Grandma’s way of making that room special for me was hanging a picture of Abraham Lincoln over my bed. I do remember she and I have conversations about old Abe, the President. I just don’t remember all that we talked about. The thing is since that time at my Grandparent’s house I’ve always held on to that part of the memory of staying there. I remember very little of my mother in her full body cast. Grandma said she wasn’t a very good patient, but then I can’t imagine what it would feel like to lay still that long. I know what it feels like to have your mother take care of you when your an adult, because my Mom helped take care of me when I was very sick with my cancer treatments. You are grateful for their care, but its a bit humiliating to be in such a position that you need all kinds of help.
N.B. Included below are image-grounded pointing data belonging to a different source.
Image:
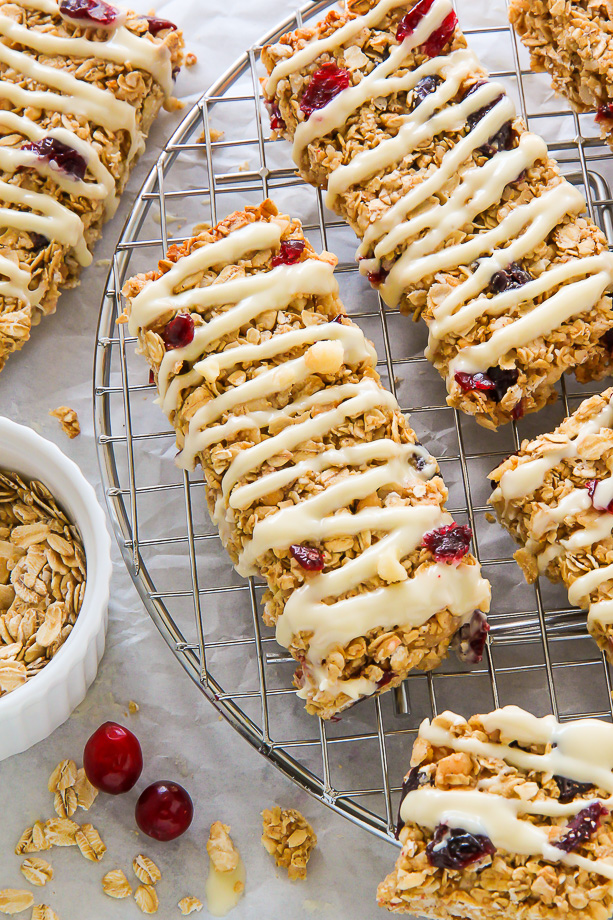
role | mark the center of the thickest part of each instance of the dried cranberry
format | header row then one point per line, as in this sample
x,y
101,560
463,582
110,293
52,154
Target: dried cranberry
x,y
569,788
95,13
179,332
414,779
469,641
441,36
409,23
591,487
455,848
513,276
478,381
377,278
450,543
289,253
155,25
583,826
424,88
308,557
604,112
63,157
326,83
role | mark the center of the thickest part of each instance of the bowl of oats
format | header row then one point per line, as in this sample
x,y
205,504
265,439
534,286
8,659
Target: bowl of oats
x,y
55,571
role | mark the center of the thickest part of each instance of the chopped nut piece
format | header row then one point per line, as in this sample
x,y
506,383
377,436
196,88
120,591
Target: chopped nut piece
x,y
289,837
37,871
86,793
14,900
63,777
68,419
189,904
220,848
146,870
116,885
146,898
90,843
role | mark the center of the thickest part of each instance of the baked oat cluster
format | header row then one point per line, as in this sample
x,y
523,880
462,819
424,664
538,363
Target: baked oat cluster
x,y
572,41
463,217
313,475
289,838
42,579
555,497
506,814
79,95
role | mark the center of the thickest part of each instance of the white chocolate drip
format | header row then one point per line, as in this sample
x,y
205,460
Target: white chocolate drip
x,y
582,750
420,229
401,601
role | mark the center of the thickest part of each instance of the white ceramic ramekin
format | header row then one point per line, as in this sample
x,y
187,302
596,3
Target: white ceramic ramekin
x,y
32,712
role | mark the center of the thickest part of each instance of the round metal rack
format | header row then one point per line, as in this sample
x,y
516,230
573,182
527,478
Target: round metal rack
x,y
539,654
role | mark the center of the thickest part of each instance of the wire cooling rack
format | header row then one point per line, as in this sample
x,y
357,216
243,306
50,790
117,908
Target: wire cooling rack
x,y
539,655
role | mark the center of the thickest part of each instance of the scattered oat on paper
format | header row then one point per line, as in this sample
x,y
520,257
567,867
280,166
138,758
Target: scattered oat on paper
x,y
68,419
36,871
146,898
189,904
116,885
289,838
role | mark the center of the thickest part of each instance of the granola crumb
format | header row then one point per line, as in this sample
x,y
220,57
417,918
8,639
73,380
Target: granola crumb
x,y
68,419
189,904
288,836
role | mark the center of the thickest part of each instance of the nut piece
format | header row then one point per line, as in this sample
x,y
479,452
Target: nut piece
x,y
37,871
289,837
14,900
146,898
68,419
43,912
146,870
63,777
189,904
220,848
85,792
116,885
90,843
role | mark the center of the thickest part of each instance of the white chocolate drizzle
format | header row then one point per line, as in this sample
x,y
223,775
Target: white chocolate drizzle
x,y
581,750
401,601
71,95
411,239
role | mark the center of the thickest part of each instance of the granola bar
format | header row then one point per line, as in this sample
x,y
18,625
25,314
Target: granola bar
x,y
572,41
555,497
81,84
313,475
463,217
506,815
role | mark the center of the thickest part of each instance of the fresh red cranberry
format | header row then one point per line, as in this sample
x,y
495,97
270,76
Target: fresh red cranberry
x,y
409,23
570,788
179,332
583,826
455,848
308,557
164,810
450,543
441,36
591,488
605,112
63,157
478,381
113,759
94,13
469,641
289,253
326,83
155,25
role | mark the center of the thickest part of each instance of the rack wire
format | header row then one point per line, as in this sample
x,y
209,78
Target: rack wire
x,y
539,654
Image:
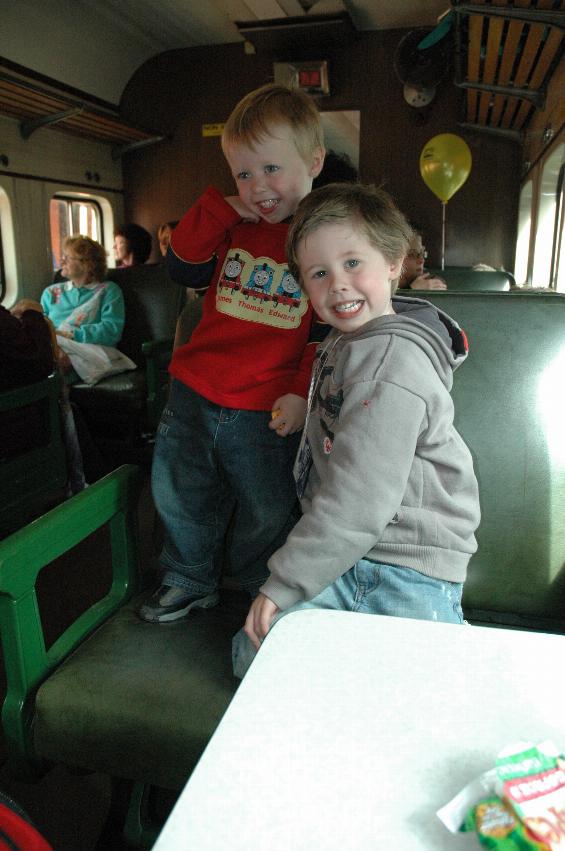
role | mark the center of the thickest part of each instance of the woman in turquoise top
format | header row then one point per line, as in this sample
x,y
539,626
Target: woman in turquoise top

So long story I don’t think is terribly short, that is why I wanted to read Lincoln’s Gettysburg address today and I did read it. However in the wee hours of the morning I woke up and thought about a conversation I had with an older woman of color (I only mention her skin tone because of the whole Abe Lincoln story, because I try not to notice skin tone and do try to notice what is in one’s heart). Her name is Alice she works at the local Walgreen’s. That’s the only way I know her. Every time I go in and she is there, she always says “Hello Jerri Lynn”. I like the tone of her voice and how she says it. I like that she makes me feel like I’m worth noticing when I come through the door. She always does this and if I come to the counter to make a purchase she always talks to me. This seems to come so easily to her. I admire her for that because it’s difficult for me to speak to people I don’t know. I’ve gotten better about it, but I still get a bit of churning in my stomach. I’m quite sure she doesn’t do this just for me, but others who come into the store regularly.
So yesterday Alice and I talked while I bought my Almond Joy. She asked me if I was ready for Valentine’s day and I told her this was why I came into the store to look for something for my husband and here I was with just an Almond Joy in my hand for me. She said she was quite sure she wasn’t getting anything for Valentine’s day and I asked her if she hadn’t been good. We laughed a bit and I went on my way. So at 3:00 or so this morning, I thought to myself, she is such a nice person, why wouldn’t she get a valentine’s day gift. I have no idea if Alice is married or if she has any children or if she has any friends. I can’t believe she doesn’t have friends. I decided to be her Valentine and give her a gift. I don’t know why at 3am this came to me, but I knew in my heart it was what I really wanted to do today. I have NEVER done something like this before. At least not that my fuzzy brain remembers!
I went to Hobby Lobby and found a little wall hanging that read, “Bless Your Heart”. I knew that was what I needed to buy. Alice has a big heart, I’m sure of it. People come into my life in different ways and help me be a better person. She took it upon herself to remember my name from my Walgreen’s card and speaks to me like she knows me every time. Some of it I know is job related, but not knowing my name. She is the only one who does that! So this was my new thing for today. I’m not even sure what to call it, but suffice it to say I gave a Valentine’s gift to Alice, the kind woman who just happens to work at my Walgreens and I’m missing all my Grandparents and my Mom today and it felt right to do something nice for someone I really don’t know anything about. I don’t know how old Alice is, I’m pretty sure she’s older than me and so if I could pick a “Grandma” with both of mine gone. I’d pick Alice. Go do something new.